This story has been updated.
County Executive George Latimer's wife owes nearly $42,000 in county, city and school taxes on the estate, according to public records.
Robin Latimer's mother, Alice Phelps, resided at 60 Roosevelt Ave. in Rye, a home that Latimer's wife inherited after her death.
In these public records, Robin Phelps Latimer is listed as owner of the property -- and owes at least $35,531 in Rye City School District taxes for six years dating back to 2012; 6,053 in city taxes plus some penalties for three years; and $5,814 in county taxes for two years.
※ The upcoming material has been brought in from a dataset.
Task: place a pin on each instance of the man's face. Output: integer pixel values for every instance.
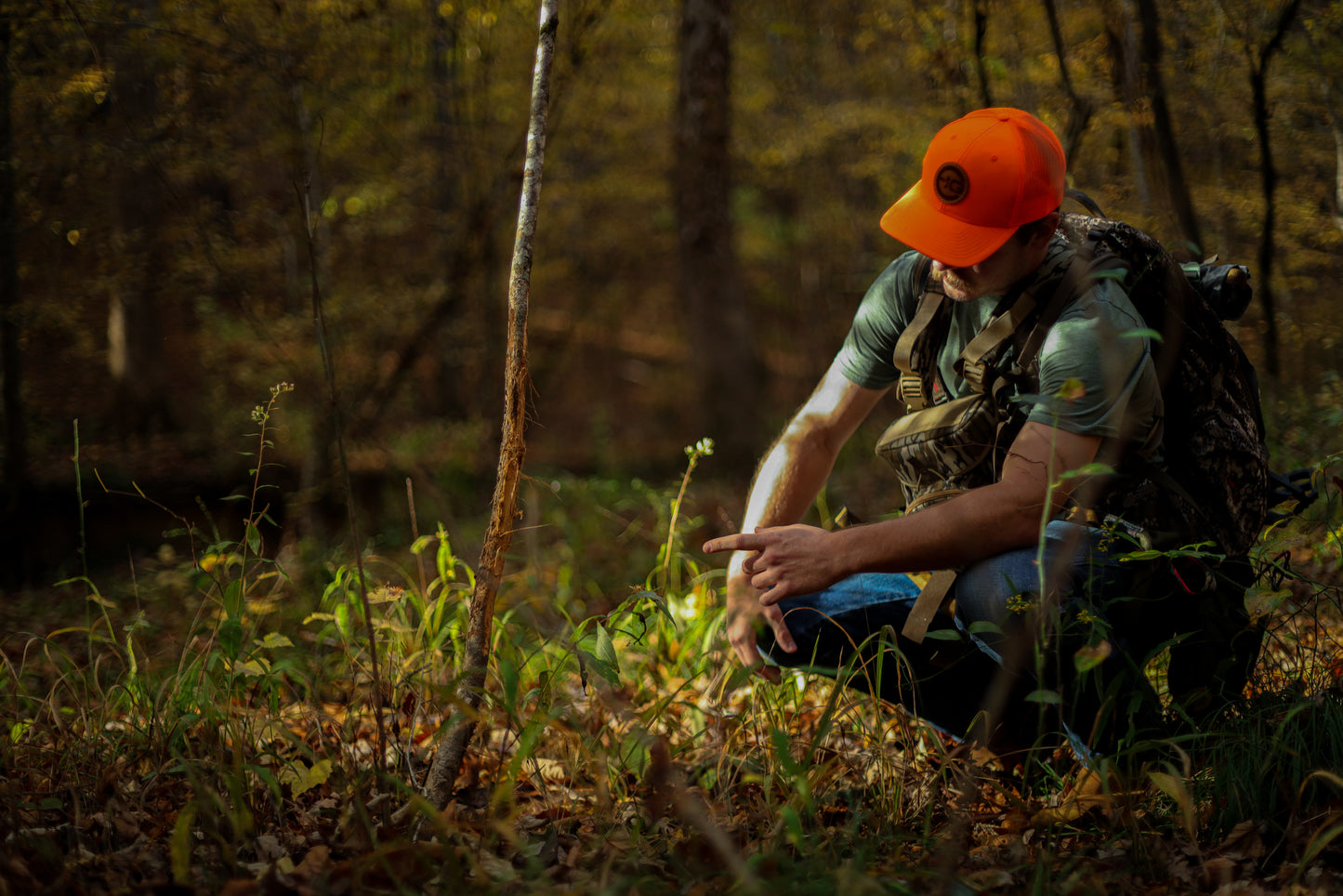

Latimer released a statement on Monday, Dec. 3 that said: “The issue is a personal matter, not a public one. This dispute in my wife’s family over the house, that I am not the owner of, was raised as a political issue by my opponent in the 2017 campaign, and it has been raised again to deflect from the strong first year record of this administration.
“The matter has no bearing on the accomplishments of this administration, and its reoccurrence represents the lack of legitimate public policy disagreements they can raise after our first year in office," Latimer said in Monday's statement.
During his winning 2017 campaign against incumbent Republican Rob Astorino of Mount Pleasant, Latimer pointed out that his name is not on the deed and called the unpaid taxes an unresolved family dispute involving his wife that has gone before a judge.
Public records show the Latimers' property taxes are paid up on their primary residence in the City of Rye.
Public records also show that county taxes totaling $2,992 due on May 31 were paid two months late, requiring an additional penalty of $150 on July 31, 2018.
A spokeswoman for the Rye City School District said RCSD collects taxes two times a year - in August and November -- but on June 30, the end of its fiscal year, any unpaid taxes are turned over to the City of Rye, and the School District is made whole by the City, which is ultimately made whole by the state of New York, where Latimer previously served as a state Assemblyman and state Senator.
A spokeswoman for Latimer called the timing of this story curious since the county executive recently proposed a 2 percent increase in county property taxes.